The proteostasis network — chaperones, the ubiquitin-proteasome system, and autophagy — maintains protein quality by folding, repairing, and degrading damaged proteins. With age, this network declines, leading to accumulation of misfolded and aggregated proteins. Protein aggregation underlies Alzheimer's, Parkinson's, and other age-related neurodegenerative diseases.
Autophagy — the cellular recycling process that degrades damaged organelles and protein aggregates — declines with age. Impaired autophagy accelerates aging phenotypes in animal models; enhanced autophagy extends lifespan in multiple model organisms. Added as a distinct hallmark in the 2023 update.
The nutrient-sensing network — including mTOR, AMPK, insulin/IGF-1 signaling, and sirtuins — coordinates cellular responses to nutrient availability. Chronic overactivation of growth-promoting pathways (mTOR, IGF-1) and underactivation of stress-response pathways (AMPK, sirtuins) drive aging. This hallmark is the mechanistic target of the most evidence-rich longevity interventions.
Mitochondrial function declines with age — reduced ATP production, increased reactive oxygen species generation, and impaired mitochondrial quality control. Mitochondrial dysfunction is implicated in sarcopenia, neurodegeneration, and cardiovascular aging. Mitochondrial biogenesis, regulated partly by PGC-1α, declines with age.
Senescent cells — cells that have permanently exited the cell cycle following stress or damage — accumulate with age. They secrete a pro-inflammatory cocktail (the SASP, senescence-associated secretory phenotype) that drives tissue dysfunction and chronic inflammation.

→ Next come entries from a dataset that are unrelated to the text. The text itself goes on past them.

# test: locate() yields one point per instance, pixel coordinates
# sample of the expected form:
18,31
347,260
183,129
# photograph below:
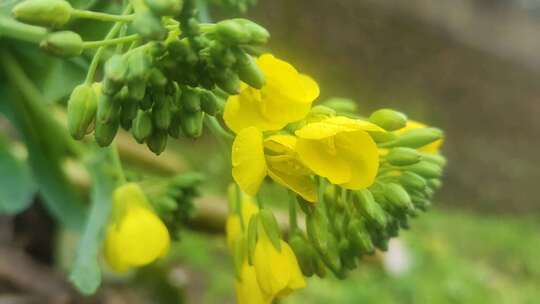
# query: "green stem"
102,16
97,56
117,164
21,31
109,42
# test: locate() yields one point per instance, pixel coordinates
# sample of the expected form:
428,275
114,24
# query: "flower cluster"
357,181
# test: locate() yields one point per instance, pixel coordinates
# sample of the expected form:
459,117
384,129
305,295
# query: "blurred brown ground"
469,67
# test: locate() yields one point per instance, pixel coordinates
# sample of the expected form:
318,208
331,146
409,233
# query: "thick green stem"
101,16
109,42
21,31
97,56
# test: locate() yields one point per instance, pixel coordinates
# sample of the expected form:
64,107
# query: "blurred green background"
470,67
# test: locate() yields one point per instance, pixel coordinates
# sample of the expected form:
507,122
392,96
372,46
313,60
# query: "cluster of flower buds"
176,71
347,224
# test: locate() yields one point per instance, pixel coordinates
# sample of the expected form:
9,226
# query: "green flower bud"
142,126
366,204
434,158
232,32
210,103
413,181
341,105
157,141
175,129
192,124
149,26
402,156
271,227
165,7
147,102
63,44
161,114
81,110
139,66
191,100
415,138
398,196
388,119
128,113
108,110
105,132
252,234
228,81
248,71
425,169
257,34
49,13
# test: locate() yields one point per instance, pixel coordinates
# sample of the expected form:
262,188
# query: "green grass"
455,258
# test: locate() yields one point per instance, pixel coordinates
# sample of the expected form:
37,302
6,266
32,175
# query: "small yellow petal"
249,164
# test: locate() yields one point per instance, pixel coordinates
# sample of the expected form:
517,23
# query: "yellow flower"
136,236
286,97
251,164
233,227
247,288
341,150
278,273
429,148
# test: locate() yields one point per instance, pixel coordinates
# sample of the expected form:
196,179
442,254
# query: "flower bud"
81,110
128,113
191,100
248,71
367,205
142,126
49,13
161,114
415,138
270,225
228,81
402,156
388,119
157,141
108,110
210,103
425,169
413,181
105,132
257,34
192,124
398,196
149,26
231,31
63,44
165,7
341,105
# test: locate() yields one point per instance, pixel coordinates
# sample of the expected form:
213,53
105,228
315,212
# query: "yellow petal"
139,238
249,164
321,157
244,110
360,151
248,290
301,184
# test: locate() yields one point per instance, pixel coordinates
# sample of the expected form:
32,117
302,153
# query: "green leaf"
86,273
16,185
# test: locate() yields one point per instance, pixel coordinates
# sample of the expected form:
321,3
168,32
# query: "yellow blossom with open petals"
341,150
429,148
286,97
247,287
136,236
278,272
253,158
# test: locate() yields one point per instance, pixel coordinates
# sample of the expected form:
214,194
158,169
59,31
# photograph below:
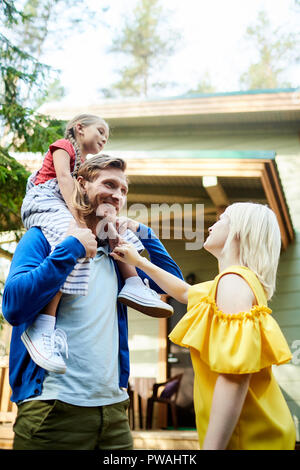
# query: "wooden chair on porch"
168,396
8,410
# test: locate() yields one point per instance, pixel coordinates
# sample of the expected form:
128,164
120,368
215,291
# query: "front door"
179,361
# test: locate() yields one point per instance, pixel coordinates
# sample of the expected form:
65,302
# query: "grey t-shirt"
91,325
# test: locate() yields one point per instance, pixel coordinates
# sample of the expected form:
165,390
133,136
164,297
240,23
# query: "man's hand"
86,238
127,253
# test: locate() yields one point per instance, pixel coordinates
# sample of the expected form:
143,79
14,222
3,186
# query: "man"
85,408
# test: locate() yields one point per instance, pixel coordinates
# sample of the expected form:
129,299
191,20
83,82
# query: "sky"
212,42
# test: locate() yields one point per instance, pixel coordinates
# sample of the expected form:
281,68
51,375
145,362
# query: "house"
188,158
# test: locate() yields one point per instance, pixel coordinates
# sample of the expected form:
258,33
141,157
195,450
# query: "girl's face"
217,235
92,138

Selective elimination of senescent cells extends healthspan in mouse models.
Adult stem cell populations decline in number and function with age, impairing tissue regeneration and repair. Stem cell exhaustion is particularly relevant in the hematopoietic system, skeletal muscle, and the intestinal epithelium. mTORC1 activation accelerates stem cell exhaustion — providing a mechanistic link to rapamycin's longevity effects.

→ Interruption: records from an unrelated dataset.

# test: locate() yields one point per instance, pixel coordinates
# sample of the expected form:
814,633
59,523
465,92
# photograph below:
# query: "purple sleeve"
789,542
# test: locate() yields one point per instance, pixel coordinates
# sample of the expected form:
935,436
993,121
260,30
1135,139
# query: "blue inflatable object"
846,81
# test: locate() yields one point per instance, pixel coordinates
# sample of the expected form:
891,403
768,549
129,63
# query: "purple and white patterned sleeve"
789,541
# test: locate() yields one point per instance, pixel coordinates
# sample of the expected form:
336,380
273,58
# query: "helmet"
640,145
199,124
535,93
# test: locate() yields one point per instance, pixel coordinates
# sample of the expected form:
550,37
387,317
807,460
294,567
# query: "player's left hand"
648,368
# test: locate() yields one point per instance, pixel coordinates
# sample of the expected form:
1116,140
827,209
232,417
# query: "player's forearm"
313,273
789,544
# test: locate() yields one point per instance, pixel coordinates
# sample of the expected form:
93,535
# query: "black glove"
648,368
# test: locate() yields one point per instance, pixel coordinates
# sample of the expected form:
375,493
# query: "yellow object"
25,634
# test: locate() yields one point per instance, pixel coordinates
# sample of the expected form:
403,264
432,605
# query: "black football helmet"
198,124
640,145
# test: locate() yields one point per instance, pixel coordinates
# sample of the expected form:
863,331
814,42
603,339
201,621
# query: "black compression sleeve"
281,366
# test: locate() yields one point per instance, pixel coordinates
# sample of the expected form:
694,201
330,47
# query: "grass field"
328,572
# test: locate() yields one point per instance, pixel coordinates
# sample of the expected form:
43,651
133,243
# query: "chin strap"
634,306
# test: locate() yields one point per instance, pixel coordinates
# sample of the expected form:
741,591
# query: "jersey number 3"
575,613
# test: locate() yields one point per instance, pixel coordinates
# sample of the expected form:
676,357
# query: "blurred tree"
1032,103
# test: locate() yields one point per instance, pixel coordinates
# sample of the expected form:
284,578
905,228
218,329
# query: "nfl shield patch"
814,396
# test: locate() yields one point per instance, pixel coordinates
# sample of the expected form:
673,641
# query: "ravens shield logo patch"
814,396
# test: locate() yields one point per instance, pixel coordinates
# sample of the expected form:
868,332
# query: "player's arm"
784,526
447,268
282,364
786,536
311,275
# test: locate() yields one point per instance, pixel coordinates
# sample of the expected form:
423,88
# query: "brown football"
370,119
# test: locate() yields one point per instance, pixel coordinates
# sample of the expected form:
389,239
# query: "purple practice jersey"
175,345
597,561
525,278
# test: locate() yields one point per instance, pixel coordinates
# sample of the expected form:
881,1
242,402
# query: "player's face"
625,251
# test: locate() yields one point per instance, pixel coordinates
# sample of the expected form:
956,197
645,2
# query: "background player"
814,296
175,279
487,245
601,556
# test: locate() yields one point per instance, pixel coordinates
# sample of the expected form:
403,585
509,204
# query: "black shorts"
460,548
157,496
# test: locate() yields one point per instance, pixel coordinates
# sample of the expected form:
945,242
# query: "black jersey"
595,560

Age-related changes in cell-to-cell signaling — including increased inflammatory cytokines, altered hormonal signaling, and changes in extracellular vesicle composition — drive systemic aging phenotypes. Chronic low-grade inflammation (inflammaging) is a central feature of this hallmark and a driver of most age-related diseases.
Added as a distinct hallmark in 2023. Chronic low-grade sterile inflammation — not driven by infection — accumulates with age and drives cardiovascular disease, neurodegeneration, metabolic dysfunction, and cancer. Distinct from the acute inflammatory response, inflammaging persists at a smoldering level that causes cumulative tissue damage.

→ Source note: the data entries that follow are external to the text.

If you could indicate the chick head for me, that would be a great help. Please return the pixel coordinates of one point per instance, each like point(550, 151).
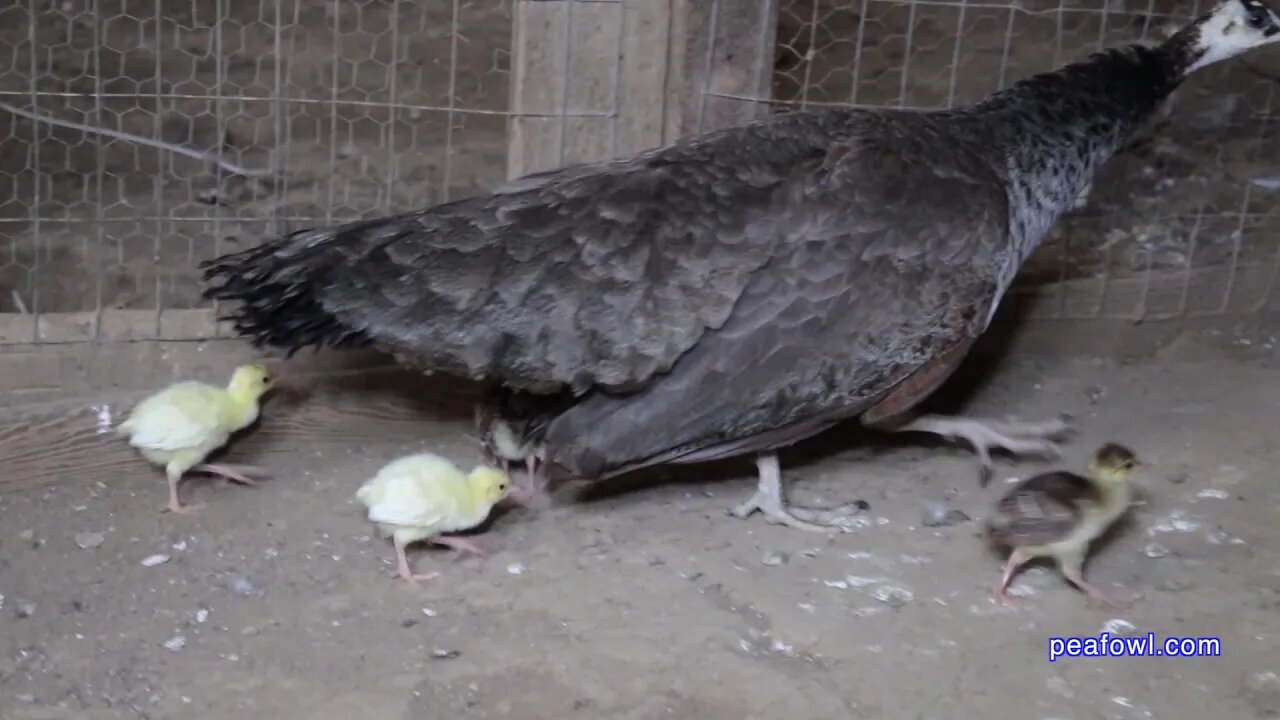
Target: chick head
point(489, 483)
point(250, 382)
point(1114, 463)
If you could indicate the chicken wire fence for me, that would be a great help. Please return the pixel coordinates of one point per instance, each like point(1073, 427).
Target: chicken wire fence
point(141, 137)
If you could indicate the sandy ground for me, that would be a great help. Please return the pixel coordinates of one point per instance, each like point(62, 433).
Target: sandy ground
point(278, 601)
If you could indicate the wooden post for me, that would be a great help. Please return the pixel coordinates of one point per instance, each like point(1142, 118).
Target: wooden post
point(603, 80)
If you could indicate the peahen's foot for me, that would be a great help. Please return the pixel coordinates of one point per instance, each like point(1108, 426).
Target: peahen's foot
point(769, 501)
point(984, 436)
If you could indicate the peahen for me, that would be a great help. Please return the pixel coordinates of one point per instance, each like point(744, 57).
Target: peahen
point(744, 288)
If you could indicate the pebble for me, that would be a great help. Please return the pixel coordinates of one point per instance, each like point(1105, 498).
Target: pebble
point(242, 587)
point(88, 541)
point(773, 559)
point(940, 515)
point(892, 596)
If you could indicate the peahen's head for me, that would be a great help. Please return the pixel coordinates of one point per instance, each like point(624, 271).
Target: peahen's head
point(1230, 28)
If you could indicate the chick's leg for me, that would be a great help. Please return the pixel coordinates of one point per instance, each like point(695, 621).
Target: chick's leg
point(1016, 559)
point(234, 473)
point(176, 505)
point(403, 569)
point(1074, 572)
point(768, 499)
point(1018, 438)
point(462, 546)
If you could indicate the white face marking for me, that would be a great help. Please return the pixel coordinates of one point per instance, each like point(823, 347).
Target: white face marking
point(1228, 33)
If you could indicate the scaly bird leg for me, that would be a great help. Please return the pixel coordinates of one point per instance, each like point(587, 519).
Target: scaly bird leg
point(1097, 597)
point(768, 499)
point(234, 473)
point(1016, 559)
point(1018, 438)
point(403, 569)
point(176, 505)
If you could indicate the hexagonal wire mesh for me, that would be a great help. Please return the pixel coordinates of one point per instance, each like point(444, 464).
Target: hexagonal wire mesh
point(1183, 223)
point(275, 114)
point(284, 113)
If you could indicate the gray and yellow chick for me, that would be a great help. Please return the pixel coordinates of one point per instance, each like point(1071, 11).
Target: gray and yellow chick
point(1060, 514)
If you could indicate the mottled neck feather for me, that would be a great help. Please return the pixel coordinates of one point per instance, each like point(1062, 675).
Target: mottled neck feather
point(1056, 130)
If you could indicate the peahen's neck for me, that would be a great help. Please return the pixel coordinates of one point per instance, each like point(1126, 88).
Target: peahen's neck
point(1056, 130)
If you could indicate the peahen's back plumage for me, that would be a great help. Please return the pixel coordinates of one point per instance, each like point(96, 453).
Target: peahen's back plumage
point(731, 294)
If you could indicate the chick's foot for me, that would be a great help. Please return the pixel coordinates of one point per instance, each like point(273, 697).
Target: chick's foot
point(984, 436)
point(769, 501)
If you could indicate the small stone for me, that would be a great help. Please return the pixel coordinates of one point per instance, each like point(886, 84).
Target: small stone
point(1095, 393)
point(1155, 550)
point(88, 541)
point(1119, 627)
point(241, 586)
point(892, 596)
point(773, 559)
point(940, 515)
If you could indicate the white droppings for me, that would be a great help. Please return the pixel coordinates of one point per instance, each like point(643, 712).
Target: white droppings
point(1119, 627)
point(104, 418)
point(1175, 522)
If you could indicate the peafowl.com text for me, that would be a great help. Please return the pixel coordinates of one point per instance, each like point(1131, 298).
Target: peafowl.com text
point(1133, 646)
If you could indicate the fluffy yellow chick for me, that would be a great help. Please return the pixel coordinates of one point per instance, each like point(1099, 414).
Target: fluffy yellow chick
point(419, 497)
point(179, 425)
point(1060, 514)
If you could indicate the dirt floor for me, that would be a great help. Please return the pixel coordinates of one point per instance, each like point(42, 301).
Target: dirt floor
point(278, 601)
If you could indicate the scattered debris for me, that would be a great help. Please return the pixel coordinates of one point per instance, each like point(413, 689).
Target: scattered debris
point(88, 541)
point(1155, 550)
point(241, 586)
point(773, 559)
point(1095, 393)
point(892, 596)
point(941, 515)
point(1119, 627)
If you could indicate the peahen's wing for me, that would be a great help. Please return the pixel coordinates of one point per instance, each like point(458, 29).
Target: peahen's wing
point(598, 274)
point(896, 247)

Added as a distinct hallmark in 2023. The gut microbiome changes with age — reduced diversity, increased pathobiont abundance, and altered metabolite production. Gut dysbiosis contributes to systemic inflammation, metabolic dysfunction, and potentially neurodegeneration via the gut-brain axis. The causal direction and clinical significance of age-related dysbiosis remains under active investigation.
The hallmarks provide a framework for understanding why certain interventions are more scientifically credible than others. Rapamycin targets multiple hallmarks through mTORC1 inhibition — proteostasis, autophagy, senescence, stem cell exhaustion, nutrient sensing — which explains why it has the most robust animal lifespan data of any known compound. Metformin and GLP-1 agonists address nutrient sensing and inflammation, which are among the most clinically tractable hallmarks.
What the hallmarks framework also reveals is how much remains unknown. Several hallmarks — telomere attrition, stem cell exhaustion, dysbiosis — have no pharmacological intervention with meaningful human clinical trial data. The gap between mechanistic understanding and clinical evidence is the defining challenge of longevity medicine in 2026.